I am happy and excited to right my first ever blog on this community. I have taken so much from this great community while resolving many issues reading many wonderful blogs. Its time to return back something to help others. I am writing about an experience, which can be described as metric explosion as per CA.
How it started ?
Few days back our network team came up with information that network utilization between two servers (one was hosting MII application and other was hosting wily EM) is very very high and resulting into packet loss. Same day we got some alert for high memory utilization for MII application.
What was the Error?
While checking the Wily Introscope Agent logs (location /usr/sap/<SID>/SMD<XX>/SMDAgent/temp/IntroscopeAgent.<SID>_<Instance>_server<x>), I found below exception
[IntroscopeAgent] IntervalHeartbeat.execute threw executing: Remove Metric Data
I noticed that before this exception , number of current live metrics were in range of 1000-14000, but after the exception number of live metrics started to grow up and reached above one million. (in the same file you can search for logs like below)

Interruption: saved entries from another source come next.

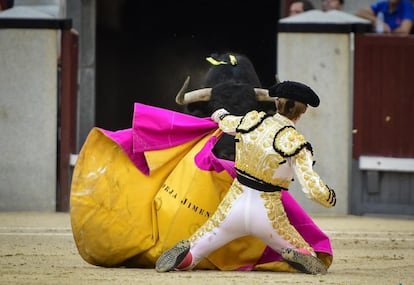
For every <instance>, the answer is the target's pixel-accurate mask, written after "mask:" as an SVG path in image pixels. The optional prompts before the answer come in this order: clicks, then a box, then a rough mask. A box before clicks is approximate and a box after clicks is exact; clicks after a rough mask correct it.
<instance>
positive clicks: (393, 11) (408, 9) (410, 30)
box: [356, 0, 414, 35]
mask: <svg viewBox="0 0 414 285" xmlns="http://www.w3.org/2000/svg"><path fill="white" fill-rule="evenodd" d="M380 12H381V13H382V15H383V17H384V24H383V31H384V33H392V34H402V35H408V34H410V31H411V29H412V28H413V23H414V7H413V4H412V3H411V1H409V0H387V1H379V2H375V3H373V4H371V6H370V7H367V8H363V9H360V10H358V11H357V12H356V15H357V16H359V17H361V18H365V19H367V20H370V21H371V22H372V23H373V24H374V25H376V24H377V22H378V21H379V19H378V14H379V13H380Z"/></svg>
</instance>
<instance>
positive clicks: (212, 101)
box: [176, 53, 275, 160]
mask: <svg viewBox="0 0 414 285" xmlns="http://www.w3.org/2000/svg"><path fill="white" fill-rule="evenodd" d="M207 60H208V61H209V62H210V63H211V64H212V66H211V67H210V69H209V71H208V72H207V77H206V80H205V84H204V85H205V86H204V87H203V88H201V89H198V90H193V91H190V92H187V89H188V85H189V81H190V77H187V79H186V81H185V82H184V84H183V87H182V88H181V90H180V91H179V92H178V94H177V97H176V102H177V104H180V105H185V106H186V108H187V112H188V113H190V114H192V115H194V116H198V117H209V116H211V114H212V113H213V112H214V111H215V110H217V109H220V108H225V109H226V110H228V111H229V112H230V113H232V114H235V115H244V114H246V113H247V112H249V111H251V110H258V111H266V112H268V113H274V111H275V103H274V98H272V97H269V94H268V91H267V90H266V89H263V88H261V84H260V81H259V79H258V77H257V74H256V71H255V69H254V67H253V64H252V63H251V62H250V60H249V59H248V58H247V57H245V56H243V55H238V54H234V53H225V54H222V55H215V56H213V57H209V58H207ZM234 151H235V150H234V138H233V137H232V136H229V135H226V134H224V135H222V136H221V137H220V140H219V141H218V142H217V144H216V145H215V147H214V149H213V152H214V154H215V155H216V156H217V157H219V158H223V159H228V160H234V157H235V154H234Z"/></svg>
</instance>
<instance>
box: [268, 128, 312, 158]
mask: <svg viewBox="0 0 414 285" xmlns="http://www.w3.org/2000/svg"><path fill="white" fill-rule="evenodd" d="M308 146H309V147H310V149H312V147H311V146H310V143H308V142H307V141H306V140H305V137H304V136H303V135H301V134H299V133H298V132H297V131H296V129H295V128H294V127H292V126H286V127H283V128H281V129H280V130H279V131H278V132H277V133H276V135H275V138H274V141H273V147H274V149H275V151H276V152H277V153H279V154H280V155H281V156H283V157H290V156H294V155H295V154H297V153H299V151H301V150H302V149H303V148H305V147H308Z"/></svg>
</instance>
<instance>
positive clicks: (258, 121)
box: [237, 111, 269, 133]
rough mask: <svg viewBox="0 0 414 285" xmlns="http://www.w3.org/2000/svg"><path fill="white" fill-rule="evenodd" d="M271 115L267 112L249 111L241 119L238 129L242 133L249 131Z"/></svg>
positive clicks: (250, 130)
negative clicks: (268, 113)
mask: <svg viewBox="0 0 414 285" xmlns="http://www.w3.org/2000/svg"><path fill="white" fill-rule="evenodd" d="M267 117H269V115H268V114H266V113H265V112H257V111H251V112H249V113H247V114H246V115H245V116H244V117H243V118H242V120H241V121H240V124H239V126H238V127H237V131H238V132H241V133H247V132H250V131H251V130H253V129H254V128H256V127H257V126H258V125H260V123H261V122H262V121H263V120H264V119H265V118H267Z"/></svg>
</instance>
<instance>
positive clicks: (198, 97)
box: [175, 76, 211, 105]
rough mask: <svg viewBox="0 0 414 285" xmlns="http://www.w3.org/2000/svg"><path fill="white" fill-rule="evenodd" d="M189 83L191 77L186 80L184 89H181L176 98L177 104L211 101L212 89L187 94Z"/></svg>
mask: <svg viewBox="0 0 414 285" xmlns="http://www.w3.org/2000/svg"><path fill="white" fill-rule="evenodd" d="M189 83H190V76H187V79H186V80H185V82H184V84H183V87H181V89H180V91H178V94H177V96H176V97H175V102H177V104H179V105H186V104H190V103H194V102H199V101H208V100H210V97H211V88H203V89H198V90H194V91H191V92H185V91H186V90H187V88H188V84H189Z"/></svg>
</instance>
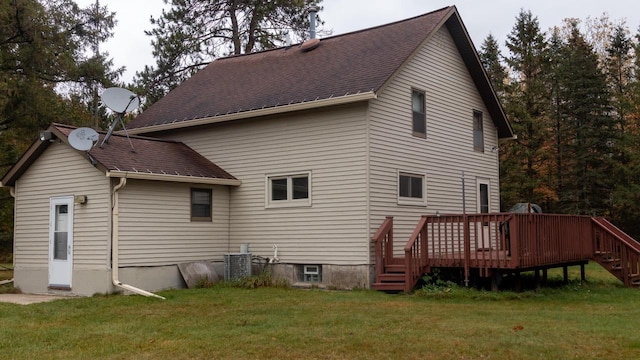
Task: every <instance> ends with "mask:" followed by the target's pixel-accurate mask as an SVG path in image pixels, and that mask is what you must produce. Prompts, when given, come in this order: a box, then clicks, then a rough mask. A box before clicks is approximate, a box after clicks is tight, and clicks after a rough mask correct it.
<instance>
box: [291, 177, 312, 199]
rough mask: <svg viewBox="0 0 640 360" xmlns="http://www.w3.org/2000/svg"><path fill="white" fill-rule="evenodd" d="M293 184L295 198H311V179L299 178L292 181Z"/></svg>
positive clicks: (303, 198) (293, 189) (300, 198)
mask: <svg viewBox="0 0 640 360" xmlns="http://www.w3.org/2000/svg"><path fill="white" fill-rule="evenodd" d="M292 182H293V198H294V199H308V198H309V179H308V178H307V177H306V176H305V177H297V178H293V179H292Z"/></svg>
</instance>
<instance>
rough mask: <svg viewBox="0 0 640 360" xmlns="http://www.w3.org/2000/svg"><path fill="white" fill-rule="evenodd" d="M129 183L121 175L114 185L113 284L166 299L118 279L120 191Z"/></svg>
mask: <svg viewBox="0 0 640 360" xmlns="http://www.w3.org/2000/svg"><path fill="white" fill-rule="evenodd" d="M126 184H127V178H126V177H121V178H120V182H119V183H118V185H116V186H114V187H113V209H112V210H111V213H112V216H113V217H112V219H113V220H112V221H113V229H112V232H111V244H112V245H111V259H112V260H111V262H112V264H111V271H112V272H111V280H112V282H113V285H115V286H117V287H119V288H122V289H125V290H129V291H131V292H133V293H136V294H139V295H143V296H153V297H157V298H158V299H162V300H166V299H165V298H164V297H162V296H160V295H156V294H154V293H151V292H148V291H146V290H142V289H139V288H137V287H134V286H131V285H127V284H123V283H122V282H121V281H120V280H119V279H118V266H119V265H118V211H119V210H118V191H119V190H120V189H122V188H123V187H124V186H125V185H126Z"/></svg>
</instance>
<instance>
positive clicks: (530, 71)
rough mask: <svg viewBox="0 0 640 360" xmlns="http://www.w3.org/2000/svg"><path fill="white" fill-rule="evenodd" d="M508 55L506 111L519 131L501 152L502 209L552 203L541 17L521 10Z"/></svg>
mask: <svg viewBox="0 0 640 360" xmlns="http://www.w3.org/2000/svg"><path fill="white" fill-rule="evenodd" d="M506 46H507V48H508V49H509V55H508V56H507V57H506V58H505V60H506V63H507V65H508V66H509V68H510V72H511V74H512V76H511V81H510V85H509V87H508V89H507V95H506V96H505V111H506V112H507V116H508V117H509V120H510V121H511V123H512V126H513V129H514V131H515V133H516V135H517V136H518V138H517V140H515V141H509V142H506V143H504V144H503V145H502V146H501V147H502V149H503V150H502V151H501V152H500V159H501V181H502V186H501V189H502V193H501V195H502V201H503V205H504V206H503V208H505V207H509V206H511V205H513V204H514V203H516V202H537V203H547V202H548V200H549V198H550V197H552V196H553V194H552V193H551V191H550V189H549V186H548V184H547V183H546V182H545V179H546V178H547V177H546V174H547V173H548V169H547V165H548V163H547V153H548V152H547V151H546V150H545V145H546V140H547V138H548V137H547V133H546V130H547V123H546V118H545V116H546V113H545V110H546V109H547V108H548V105H547V104H548V98H549V93H548V86H547V85H546V81H547V76H546V73H545V71H546V66H547V62H548V53H547V42H546V40H545V36H544V33H543V32H541V31H540V27H539V24H538V19H537V18H536V17H534V16H533V15H532V13H531V12H530V11H524V10H522V11H521V12H520V14H519V15H518V17H517V18H516V24H515V26H514V27H513V29H512V31H511V33H510V34H509V35H508V39H507V42H506Z"/></svg>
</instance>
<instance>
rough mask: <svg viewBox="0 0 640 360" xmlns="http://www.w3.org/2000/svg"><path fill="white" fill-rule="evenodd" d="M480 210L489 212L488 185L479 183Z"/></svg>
mask: <svg viewBox="0 0 640 360" xmlns="http://www.w3.org/2000/svg"><path fill="white" fill-rule="evenodd" d="M480 212H481V213H483V214H486V213H488V212H489V185H487V184H480Z"/></svg>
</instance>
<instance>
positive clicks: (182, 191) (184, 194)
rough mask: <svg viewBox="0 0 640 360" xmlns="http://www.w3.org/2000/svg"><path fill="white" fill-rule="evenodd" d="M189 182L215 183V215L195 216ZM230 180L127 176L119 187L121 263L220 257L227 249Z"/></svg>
mask: <svg viewBox="0 0 640 360" xmlns="http://www.w3.org/2000/svg"><path fill="white" fill-rule="evenodd" d="M191 187H195V188H208V189H212V212H211V216H212V220H211V221H191ZM228 209H229V191H228V187H227V186H205V185H195V184H192V185H190V184H181V183H174V182H161V181H147V180H128V181H127V185H126V186H125V187H124V188H122V190H120V192H119V232H118V234H119V243H118V245H119V256H118V259H119V264H120V266H122V267H127V266H158V265H170V264H177V263H181V262H190V261H198V260H218V261H222V259H223V254H224V253H226V252H229V211H228Z"/></svg>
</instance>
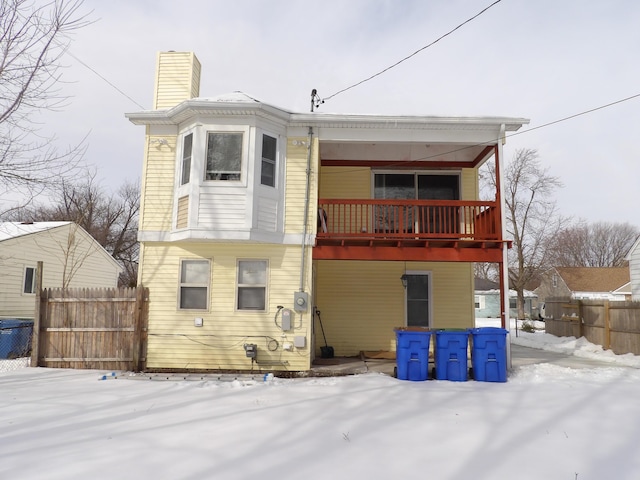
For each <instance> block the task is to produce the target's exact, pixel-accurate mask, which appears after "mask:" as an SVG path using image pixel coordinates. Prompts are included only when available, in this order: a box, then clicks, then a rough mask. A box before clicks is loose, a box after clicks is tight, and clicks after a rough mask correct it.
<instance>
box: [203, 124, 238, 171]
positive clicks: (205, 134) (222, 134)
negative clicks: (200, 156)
mask: <svg viewBox="0 0 640 480" xmlns="http://www.w3.org/2000/svg"><path fill="white" fill-rule="evenodd" d="M210 135H240V158H239V162H240V165H239V166H238V168H239V169H238V172H237V174H238V175H239V178H232V179H216V178H207V176H208V174H209V170H208V163H209V161H208V158H207V156H208V151H209V136H210ZM248 136H249V134H248V132H247V131H245V130H244V129H233V130H226V129H219V128H207V129H206V132H205V138H204V181H205V182H216V183H218V182H221V183H230V184H238V183H241V182H243V181H244V177H245V176H246V173H245V172H246V159H247V154H248V151H247V150H248V149H247V142H248V138H247V137H248ZM212 172H213V171H212ZM222 174H223V175H226V174H232V175H235V174H236V172H226V173H222Z"/></svg>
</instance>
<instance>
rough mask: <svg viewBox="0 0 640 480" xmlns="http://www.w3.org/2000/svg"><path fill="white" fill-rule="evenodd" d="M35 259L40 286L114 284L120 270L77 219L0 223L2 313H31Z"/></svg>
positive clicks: (79, 286) (89, 287) (116, 283)
mask: <svg viewBox="0 0 640 480" xmlns="http://www.w3.org/2000/svg"><path fill="white" fill-rule="evenodd" d="M38 261H42V262H43V275H42V276H43V278H42V287H43V288H55V287H87V288H93V287H116V286H117V285H118V276H119V275H120V272H121V271H122V267H121V266H120V265H119V264H118V262H117V261H116V260H115V259H114V258H113V257H112V256H111V255H109V253H107V251H106V250H105V249H104V248H103V247H102V245H100V244H99V243H98V242H97V241H96V240H95V239H94V238H93V237H91V235H89V234H88V233H87V232H86V231H85V230H84V229H83V228H81V227H80V226H79V225H76V224H75V223H72V222H36V223H19V222H4V223H0V272H2V274H1V275H0V318H33V312H34V309H35V280H36V267H37V264H38Z"/></svg>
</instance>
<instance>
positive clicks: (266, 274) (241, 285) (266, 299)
mask: <svg viewBox="0 0 640 480" xmlns="http://www.w3.org/2000/svg"><path fill="white" fill-rule="evenodd" d="M266 305H267V261H266V260H240V261H238V298H237V308H238V310H258V311H265V310H266V308H267V307H266Z"/></svg>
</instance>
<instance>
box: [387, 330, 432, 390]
mask: <svg viewBox="0 0 640 480" xmlns="http://www.w3.org/2000/svg"><path fill="white" fill-rule="evenodd" d="M431 333H432V332H431V331H430V330H428V329H425V328H419V327H414V328H412V327H406V328H397V329H396V377H397V378H398V379H400V380H412V381H421V380H427V379H428V378H429V345H430V343H431Z"/></svg>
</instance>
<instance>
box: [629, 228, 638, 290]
mask: <svg viewBox="0 0 640 480" xmlns="http://www.w3.org/2000/svg"><path fill="white" fill-rule="evenodd" d="M627 261H628V262H629V275H630V283H631V299H632V300H633V301H634V302H640V237H638V239H637V240H636V243H634V244H633V247H631V250H629V253H628V254H627Z"/></svg>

11/09/15 02:19:03 PM GMT [INFO] [IntroscopeAgent] Number of current, live metrics=1012
12/11/15 03:02:28 PM GMT [INFO] [IntroscopeAgent] Number of current, live metrics=1035158.
It was clear to me that this issue is causing high memory and network utilization.
On the below mentioned link (From CA support), I was able to find more information about interface mentioned in the exception and what is a metric explosion:
How it was fixed?
To fixed the problem we restarted the sap java application and it resolved high network and memory utilization.
As of now I am not aware of the aware of the permanent solution but I am working on the same. I know there is a memory leak issue with ISAgent version 9.1.0.X but we were using ISAgent 8 when this issue occurred. Will update my blog when I will be having a permanent resolution for the same.
Thanks and Regards